I usually can't bear non-HIP Mozart, Handel, and Haydn, but Marriner's recordings were always so crisp and on-point with the tempos that I couldn't help returning to them over and over again (special thanks to him for the only rendition of the 21st piano concerto's rondo that sounds right to me!).

I'm one of the many who can thank the movie Amadeus for pulling me into CM. I fell in love with that OST and started devouring different interpretations of those pieces on youtube, and I quickly learned to stop being surprised if my favorite version of something was his. For weeks I was spending all of my free time going for late night walks with Marriner's Mozart in my ears.

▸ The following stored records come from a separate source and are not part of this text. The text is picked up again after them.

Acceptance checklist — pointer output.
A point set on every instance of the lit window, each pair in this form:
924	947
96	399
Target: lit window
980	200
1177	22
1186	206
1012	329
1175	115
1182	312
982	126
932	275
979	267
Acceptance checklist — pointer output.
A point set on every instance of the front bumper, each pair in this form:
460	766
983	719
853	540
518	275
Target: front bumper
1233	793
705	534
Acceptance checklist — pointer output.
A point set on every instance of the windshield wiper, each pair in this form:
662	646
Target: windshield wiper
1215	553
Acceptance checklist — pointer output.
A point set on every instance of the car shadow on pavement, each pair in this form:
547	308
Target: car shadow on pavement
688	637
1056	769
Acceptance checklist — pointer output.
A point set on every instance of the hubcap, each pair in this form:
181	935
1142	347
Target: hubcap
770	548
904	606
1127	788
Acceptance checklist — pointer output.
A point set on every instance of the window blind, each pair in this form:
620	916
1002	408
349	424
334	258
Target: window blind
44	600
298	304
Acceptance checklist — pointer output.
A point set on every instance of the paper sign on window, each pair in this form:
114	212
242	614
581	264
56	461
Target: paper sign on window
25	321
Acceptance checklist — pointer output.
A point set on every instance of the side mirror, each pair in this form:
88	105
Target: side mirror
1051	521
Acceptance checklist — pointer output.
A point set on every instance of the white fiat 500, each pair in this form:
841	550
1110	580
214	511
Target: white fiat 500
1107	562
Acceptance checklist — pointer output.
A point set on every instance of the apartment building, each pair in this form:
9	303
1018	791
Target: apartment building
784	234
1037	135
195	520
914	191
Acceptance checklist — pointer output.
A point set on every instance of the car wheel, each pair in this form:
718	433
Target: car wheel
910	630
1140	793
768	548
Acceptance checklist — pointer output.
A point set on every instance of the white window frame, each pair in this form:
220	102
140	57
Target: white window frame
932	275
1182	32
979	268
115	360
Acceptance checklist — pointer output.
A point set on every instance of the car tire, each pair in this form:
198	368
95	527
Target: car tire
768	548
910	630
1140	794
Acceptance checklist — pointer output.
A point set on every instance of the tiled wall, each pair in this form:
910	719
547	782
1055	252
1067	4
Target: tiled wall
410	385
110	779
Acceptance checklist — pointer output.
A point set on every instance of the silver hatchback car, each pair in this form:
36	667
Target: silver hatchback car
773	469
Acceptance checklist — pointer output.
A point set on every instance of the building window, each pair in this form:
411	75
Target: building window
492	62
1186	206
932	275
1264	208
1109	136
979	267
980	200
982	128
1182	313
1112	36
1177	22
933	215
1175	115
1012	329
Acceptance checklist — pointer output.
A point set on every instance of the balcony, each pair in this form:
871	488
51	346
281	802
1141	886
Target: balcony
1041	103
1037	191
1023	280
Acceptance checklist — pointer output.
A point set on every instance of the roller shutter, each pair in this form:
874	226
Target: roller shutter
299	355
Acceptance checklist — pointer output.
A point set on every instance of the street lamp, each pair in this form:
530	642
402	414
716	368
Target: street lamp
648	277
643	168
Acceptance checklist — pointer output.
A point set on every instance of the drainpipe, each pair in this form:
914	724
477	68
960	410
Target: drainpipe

I've never felt nostalgic about that experience because it was only a couple of years ago, but it's definitely a bittersweet memory now that he's passed. I'm surprised this is affecting me as much as it is honestly.

RIP


----------



## ArtMusic (Jan 5, 2013)

Rest in peace. A great conductor who will definitely be remembered!


----------



## Pugg (Aug 8, 2014)

Traverso started another thread already.


----------



## isorhythm (Jan 2, 2015)

RIP. He's the reason I like Vaughan Williams. And I also love his Mozart.


----------



## Jos (Oct 14, 2013)

Heard the news on another forum, will play some of the "name symphonies" from Haydn that I have by him.
May he rest in peace.


----------